Free Data

Free Data: Bayer Leverkusen's Invincible Bundesliga Title Win

By Hudl Statsbomb | May 21, 2024 | 4 min read
Free Data

Free Data: Bayer Leverkusen's Invincible Bundesliga Title Win

At Hudl Statsbomb, we are committed to providing education and resources to support the development of the next generation of analysts. One way we've been doing this is through regular releases of our industry-leading data to enable analysis of interesting datasets, teams and players. We're excited to bring you this latest release: Bayer Leverkusen's unbeaten Bundesliga title win under Xabi Alonso – the first league title in the club's history.

The dataset contains the same event data used by our customers, at roughly 3,400 events per game on average, across all 34 unbeaten league matches for Leverkusen. We're also including Hudl Statsbomb 360 data in the release: our tactical event data that contains the location of all players in the visible frame around each event. The 360 frames add critical context and enable deeper and more meaningful analysis than is possible using only the event data.

 

Including 360 data is very deliberate on our part, given the importance of spatial control and positional contexts in Alonso and Leverkusen's success. They were excellent at both ends of the pitch, with the 2nd-best open play xG created and best open play xG conceded, and were the most territorially-dominant team in the league too, progressing the ball to the final third most often while allowing their opponents into the final third least often.

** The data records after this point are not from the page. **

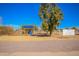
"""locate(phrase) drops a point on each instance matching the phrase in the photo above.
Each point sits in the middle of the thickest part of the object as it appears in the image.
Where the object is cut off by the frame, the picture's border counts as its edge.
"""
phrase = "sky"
(27, 14)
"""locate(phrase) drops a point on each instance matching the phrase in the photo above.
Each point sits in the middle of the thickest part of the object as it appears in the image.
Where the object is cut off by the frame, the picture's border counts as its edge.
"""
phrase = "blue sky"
(22, 14)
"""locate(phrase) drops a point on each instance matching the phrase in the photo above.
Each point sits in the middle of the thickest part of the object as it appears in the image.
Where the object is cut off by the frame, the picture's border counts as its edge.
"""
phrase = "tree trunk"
(50, 32)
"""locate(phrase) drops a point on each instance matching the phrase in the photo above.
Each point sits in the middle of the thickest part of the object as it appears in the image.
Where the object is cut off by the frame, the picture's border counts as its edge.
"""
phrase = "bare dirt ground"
(43, 46)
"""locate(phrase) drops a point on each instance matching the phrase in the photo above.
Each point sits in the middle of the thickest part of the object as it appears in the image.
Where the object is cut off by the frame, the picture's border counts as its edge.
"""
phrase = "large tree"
(51, 15)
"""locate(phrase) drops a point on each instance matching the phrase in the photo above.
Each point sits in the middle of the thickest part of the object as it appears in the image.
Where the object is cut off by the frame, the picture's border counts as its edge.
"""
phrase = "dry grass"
(36, 38)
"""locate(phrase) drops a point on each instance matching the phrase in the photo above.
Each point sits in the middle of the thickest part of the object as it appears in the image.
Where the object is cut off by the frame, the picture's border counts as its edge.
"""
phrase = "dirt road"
(49, 47)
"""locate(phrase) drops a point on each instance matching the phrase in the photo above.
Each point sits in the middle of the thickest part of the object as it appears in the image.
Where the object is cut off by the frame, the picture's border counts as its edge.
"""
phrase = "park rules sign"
(67, 32)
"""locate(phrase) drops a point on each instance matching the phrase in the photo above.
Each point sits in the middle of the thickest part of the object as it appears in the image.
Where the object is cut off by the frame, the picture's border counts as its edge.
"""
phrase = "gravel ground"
(49, 47)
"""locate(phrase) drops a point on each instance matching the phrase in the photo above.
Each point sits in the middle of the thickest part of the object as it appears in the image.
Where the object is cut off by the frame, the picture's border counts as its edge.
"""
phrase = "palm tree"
(51, 14)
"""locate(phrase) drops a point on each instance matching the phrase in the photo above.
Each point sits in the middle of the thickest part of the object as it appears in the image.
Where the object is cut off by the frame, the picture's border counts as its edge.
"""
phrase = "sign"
(67, 32)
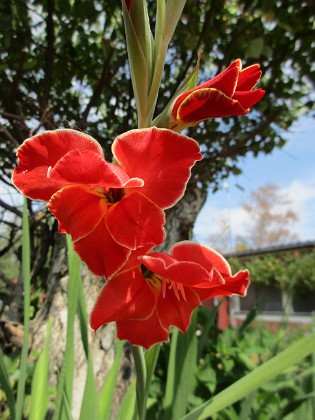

They achieved this without employing an overly aggressive press but whilst maintaining the highest defensive line in the league -- their success was built not on overwhelming the opponent with hard-running and aggression, but through intelligent positioning and coordinated pressing traps.

->
->

On an individual level, there's the opportunity to analyse the influence of Granit Xhaka in the heart of the Leverkusen midfield, responsible for moving the ball into the final third more often than any other player in the Bundesliga this season, as well as playing the most line-breaking passes in the league too.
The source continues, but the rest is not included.